I collect images that either amuse or inspire me. Sometimes they remind me of things I have written on or thought about--almost like proof of collective consciousness -- and other times, they appear before me to ask that I consider them. Such is this lovely and haunting image that crossed my path in an unrelated google search. How could I not stop and stare? She comes from a fragment of a much larger 17th century Dutch painting, a work that at some time in its past was torn apart, and on which her face still bears the golden scars of the knife. (She is currently in the Ashmolean Museum in Oxford.)
It is hard not to want to write her story, perhaps as a way of resolving the contradictions of her situation of beauty and violence. She is like one of those figures in a family portrait, the soon-to-be-wed daughter, standing on the edge of assembled aristocratic family members, the parents in the center, the very young in front with their small dogs. She seems at first fragile, her soft hair, uncoifed but lightly held in place with thin black ribbons around the heart-shaped face. But the strand of pearls at her neck, the heavy gold earring at her cheek suggest adult adornments, the signs of her wealth and potential as a bride. Her mouth is small, a hesitant smile above the narrow point of her chin. Yet, it is those eyes that stop the viewer. They stare back, watching you, watching the painter with interest as he watches her appear on the canvas. Wary, but curious.

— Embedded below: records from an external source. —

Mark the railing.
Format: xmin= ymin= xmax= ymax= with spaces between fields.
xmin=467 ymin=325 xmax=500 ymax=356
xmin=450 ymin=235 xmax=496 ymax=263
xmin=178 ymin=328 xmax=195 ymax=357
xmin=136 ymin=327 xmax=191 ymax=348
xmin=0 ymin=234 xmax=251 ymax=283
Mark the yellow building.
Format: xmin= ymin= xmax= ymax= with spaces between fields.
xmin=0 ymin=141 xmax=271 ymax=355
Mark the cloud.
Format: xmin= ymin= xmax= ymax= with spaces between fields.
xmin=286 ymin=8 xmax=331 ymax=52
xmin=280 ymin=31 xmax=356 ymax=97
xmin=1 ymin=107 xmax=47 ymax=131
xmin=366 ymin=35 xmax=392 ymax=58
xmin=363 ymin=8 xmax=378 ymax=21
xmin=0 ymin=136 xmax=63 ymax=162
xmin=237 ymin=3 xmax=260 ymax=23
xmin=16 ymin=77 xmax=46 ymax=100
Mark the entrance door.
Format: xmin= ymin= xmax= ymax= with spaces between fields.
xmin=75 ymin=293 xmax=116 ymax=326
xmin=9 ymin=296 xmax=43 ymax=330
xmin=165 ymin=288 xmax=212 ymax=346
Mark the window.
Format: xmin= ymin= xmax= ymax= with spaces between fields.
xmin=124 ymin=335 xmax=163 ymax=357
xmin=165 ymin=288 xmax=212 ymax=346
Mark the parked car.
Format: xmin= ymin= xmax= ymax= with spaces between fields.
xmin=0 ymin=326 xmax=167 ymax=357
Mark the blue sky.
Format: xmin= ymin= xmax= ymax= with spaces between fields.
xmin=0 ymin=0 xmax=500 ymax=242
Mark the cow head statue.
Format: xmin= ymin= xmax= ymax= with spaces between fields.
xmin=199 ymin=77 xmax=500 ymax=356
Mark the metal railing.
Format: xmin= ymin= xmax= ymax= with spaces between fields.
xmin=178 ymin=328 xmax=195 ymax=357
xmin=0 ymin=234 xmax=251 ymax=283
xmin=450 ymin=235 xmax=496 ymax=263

And over that, the thin lines of golden scars from the knife that cut her out from the painting. Vandals who attack art often do so as though the art itself was a person, someone who threatened or engraged them. They attack the face, the eyes, and the body with axes and knives, trying to destroy something in the expression of the art which both terrifies and infuriates them. On this young almost-woman's face they score her high forehead as if to deny her thought, those intelligent eyes as if to refuse the penetrating gaze, the soft edge of her mouth as if to reject her voice. But because none of the cuts completely obliterate her features, as if even the attacker in his fury was humbled by the strength of her portrait, she appears now doubly resilent.